FindingGenes.pdf (243.36 KB)
No. of downloads: 3181

Publication or External Link





Finding Genes in Human DNA with a Hidden Markov Model. J. Henderson, S.L. Salzberg, and K. Fasman. This describes the VEIL system for finding genes. Journal of Computational Biology 4:2 (1997), 127-141.



This study describes a new Hidden Markov Model (HMM) system for segmenting uncharacterized genomic DNA sequences into exons, introns, and intergenic regions. Separate HMM modules were designed and trained for specific regions of DNA: exons, introns, intergenic regions, and splice sites. The models were then tied together to form a biologically feasible topology. The integrated HMM was trained further on a set of eukaryotic DNA sequences, and tested by using it to segment a separate set of sequences.
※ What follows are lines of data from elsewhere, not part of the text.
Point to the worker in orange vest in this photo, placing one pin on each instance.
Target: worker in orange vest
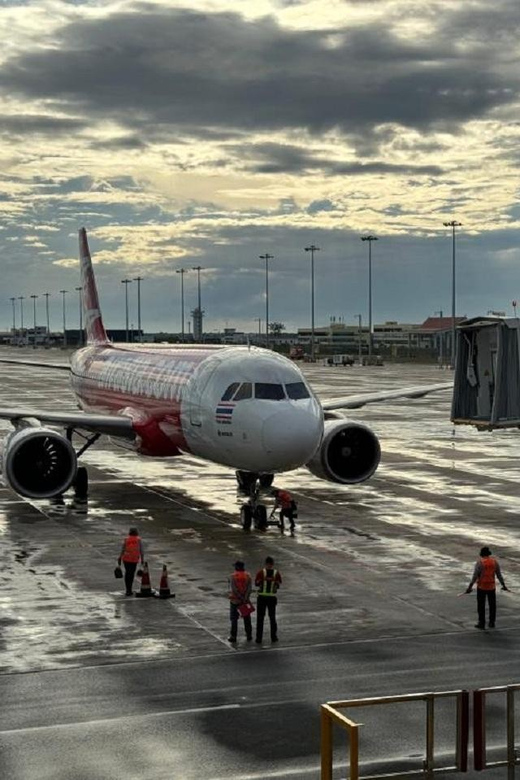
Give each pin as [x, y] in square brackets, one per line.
[240, 586]
[131, 553]
[287, 505]
[486, 569]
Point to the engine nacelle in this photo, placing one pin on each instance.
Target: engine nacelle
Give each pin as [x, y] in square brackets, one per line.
[348, 453]
[38, 462]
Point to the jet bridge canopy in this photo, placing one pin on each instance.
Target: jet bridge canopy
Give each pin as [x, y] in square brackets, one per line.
[487, 373]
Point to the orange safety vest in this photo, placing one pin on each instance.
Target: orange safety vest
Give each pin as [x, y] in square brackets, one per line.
[486, 581]
[132, 551]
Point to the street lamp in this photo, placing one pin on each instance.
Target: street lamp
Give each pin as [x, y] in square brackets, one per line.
[138, 279]
[14, 315]
[46, 296]
[453, 224]
[312, 249]
[64, 293]
[34, 319]
[21, 299]
[369, 239]
[80, 305]
[126, 282]
[441, 338]
[199, 335]
[182, 271]
[266, 257]
[359, 337]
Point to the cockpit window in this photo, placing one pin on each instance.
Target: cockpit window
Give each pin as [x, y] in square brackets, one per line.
[297, 390]
[246, 391]
[230, 391]
[269, 392]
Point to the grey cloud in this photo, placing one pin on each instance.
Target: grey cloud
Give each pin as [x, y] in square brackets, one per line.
[185, 69]
[286, 158]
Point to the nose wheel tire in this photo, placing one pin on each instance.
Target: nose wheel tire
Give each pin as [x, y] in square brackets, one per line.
[260, 517]
[246, 517]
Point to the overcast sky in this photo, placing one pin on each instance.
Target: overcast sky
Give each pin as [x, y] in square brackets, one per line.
[212, 134]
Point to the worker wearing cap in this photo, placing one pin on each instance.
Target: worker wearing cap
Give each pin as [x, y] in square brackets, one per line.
[240, 586]
[131, 553]
[267, 580]
[487, 568]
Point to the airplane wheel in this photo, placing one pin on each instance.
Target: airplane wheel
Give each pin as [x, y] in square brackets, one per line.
[246, 481]
[246, 517]
[260, 517]
[81, 482]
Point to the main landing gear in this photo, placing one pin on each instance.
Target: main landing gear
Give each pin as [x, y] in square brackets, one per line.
[253, 512]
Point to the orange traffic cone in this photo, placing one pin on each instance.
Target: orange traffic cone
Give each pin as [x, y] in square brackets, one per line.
[146, 587]
[164, 587]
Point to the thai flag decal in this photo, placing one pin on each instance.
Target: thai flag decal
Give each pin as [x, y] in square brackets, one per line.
[224, 412]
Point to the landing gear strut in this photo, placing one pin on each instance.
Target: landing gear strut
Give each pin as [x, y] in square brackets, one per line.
[253, 512]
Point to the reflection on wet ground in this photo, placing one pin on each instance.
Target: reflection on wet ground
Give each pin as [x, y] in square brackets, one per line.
[391, 554]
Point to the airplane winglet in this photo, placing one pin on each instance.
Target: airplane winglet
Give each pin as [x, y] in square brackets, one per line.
[96, 333]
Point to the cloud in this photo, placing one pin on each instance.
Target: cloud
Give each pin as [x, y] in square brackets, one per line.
[183, 69]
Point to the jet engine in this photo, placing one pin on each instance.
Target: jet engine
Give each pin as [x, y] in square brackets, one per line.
[38, 462]
[348, 453]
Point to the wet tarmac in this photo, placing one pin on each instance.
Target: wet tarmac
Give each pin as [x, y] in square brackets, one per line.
[370, 606]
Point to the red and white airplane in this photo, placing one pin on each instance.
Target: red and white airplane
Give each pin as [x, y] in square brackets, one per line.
[243, 407]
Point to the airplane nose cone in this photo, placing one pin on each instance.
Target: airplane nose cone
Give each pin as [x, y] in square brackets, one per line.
[291, 437]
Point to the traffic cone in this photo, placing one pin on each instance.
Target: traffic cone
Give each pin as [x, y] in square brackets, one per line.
[146, 587]
[164, 587]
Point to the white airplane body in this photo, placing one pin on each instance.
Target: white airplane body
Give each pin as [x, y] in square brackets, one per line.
[247, 408]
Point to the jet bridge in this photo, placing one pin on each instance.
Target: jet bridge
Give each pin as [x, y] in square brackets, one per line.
[487, 373]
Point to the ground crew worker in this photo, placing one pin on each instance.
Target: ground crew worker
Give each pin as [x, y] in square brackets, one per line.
[486, 569]
[131, 553]
[240, 586]
[267, 580]
[285, 502]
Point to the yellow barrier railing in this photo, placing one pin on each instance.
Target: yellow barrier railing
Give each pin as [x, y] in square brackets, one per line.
[331, 715]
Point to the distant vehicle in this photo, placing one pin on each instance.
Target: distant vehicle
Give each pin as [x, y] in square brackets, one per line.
[247, 408]
[339, 360]
[297, 353]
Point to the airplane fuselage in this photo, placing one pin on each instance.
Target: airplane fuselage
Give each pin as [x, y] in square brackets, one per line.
[247, 408]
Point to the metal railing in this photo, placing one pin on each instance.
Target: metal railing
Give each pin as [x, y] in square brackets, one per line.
[330, 714]
[479, 729]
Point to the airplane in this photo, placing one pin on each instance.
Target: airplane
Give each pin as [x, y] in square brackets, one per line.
[243, 407]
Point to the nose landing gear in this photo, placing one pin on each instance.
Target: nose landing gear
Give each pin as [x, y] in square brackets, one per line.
[253, 512]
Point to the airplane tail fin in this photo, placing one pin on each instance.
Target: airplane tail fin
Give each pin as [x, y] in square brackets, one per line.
[96, 333]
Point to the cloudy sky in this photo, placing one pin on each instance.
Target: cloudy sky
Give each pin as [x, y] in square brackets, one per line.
[211, 134]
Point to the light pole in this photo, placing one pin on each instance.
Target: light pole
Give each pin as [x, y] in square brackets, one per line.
[139, 279]
[80, 305]
[14, 315]
[200, 334]
[182, 271]
[441, 338]
[126, 282]
[312, 249]
[21, 299]
[266, 257]
[46, 296]
[359, 337]
[453, 224]
[64, 293]
[369, 239]
[34, 320]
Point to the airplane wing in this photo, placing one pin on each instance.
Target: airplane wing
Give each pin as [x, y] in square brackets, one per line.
[357, 401]
[37, 364]
[117, 425]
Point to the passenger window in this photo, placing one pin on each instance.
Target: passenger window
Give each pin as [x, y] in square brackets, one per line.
[230, 391]
[297, 390]
[269, 392]
[246, 391]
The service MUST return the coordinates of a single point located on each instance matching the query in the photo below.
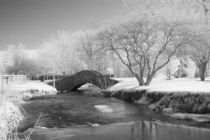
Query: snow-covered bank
(10, 116)
(171, 96)
(11, 100)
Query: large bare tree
(198, 49)
(144, 44)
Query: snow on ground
(191, 85)
(28, 89)
(104, 108)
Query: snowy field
(176, 85)
(28, 89)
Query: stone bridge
(73, 82)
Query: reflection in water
(76, 117)
(140, 130)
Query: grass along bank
(11, 101)
(187, 97)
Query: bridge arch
(70, 83)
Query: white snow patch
(29, 89)
(104, 108)
(191, 85)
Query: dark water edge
(73, 115)
(140, 130)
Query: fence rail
(13, 78)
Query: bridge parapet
(73, 82)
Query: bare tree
(199, 48)
(144, 44)
(90, 52)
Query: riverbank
(138, 130)
(12, 98)
(187, 96)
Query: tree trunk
(140, 81)
(202, 70)
(149, 78)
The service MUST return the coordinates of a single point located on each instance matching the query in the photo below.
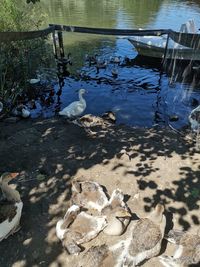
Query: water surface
(141, 95)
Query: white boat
(154, 46)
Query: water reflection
(141, 94)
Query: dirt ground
(49, 153)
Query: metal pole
(166, 46)
(54, 45)
(61, 46)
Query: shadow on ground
(50, 153)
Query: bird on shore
(10, 208)
(89, 194)
(144, 241)
(22, 111)
(78, 227)
(76, 108)
(117, 214)
(97, 256)
(194, 119)
(187, 251)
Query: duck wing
(90, 195)
(86, 227)
(7, 211)
(145, 236)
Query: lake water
(140, 95)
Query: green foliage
(20, 60)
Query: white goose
(194, 119)
(76, 108)
(117, 214)
(89, 194)
(145, 239)
(11, 208)
(187, 251)
(77, 228)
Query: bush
(20, 60)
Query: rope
(19, 36)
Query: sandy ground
(158, 163)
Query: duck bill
(13, 175)
(123, 214)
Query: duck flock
(91, 212)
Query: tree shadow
(49, 154)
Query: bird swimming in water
(76, 108)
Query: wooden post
(54, 45)
(166, 46)
(61, 46)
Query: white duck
(145, 239)
(11, 208)
(76, 108)
(194, 119)
(187, 252)
(89, 194)
(117, 214)
(77, 228)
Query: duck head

The resulting HMM system, which is called VEIL (Viterbi Exon-Intron Locator), obtains an overall accuracy on test data of 92% of total bases correctly labelled, with a correlation coefficient of 0.73. Using the more stringent test of exact exon prediction, VEIL correctly located both ends of 53% of the coding exons, and 49% of the exons it predicts are exactly correct. These results compare favorably to the best previous results for gene structure prediction, and demonstrate the benefits of using HMMs for this problem.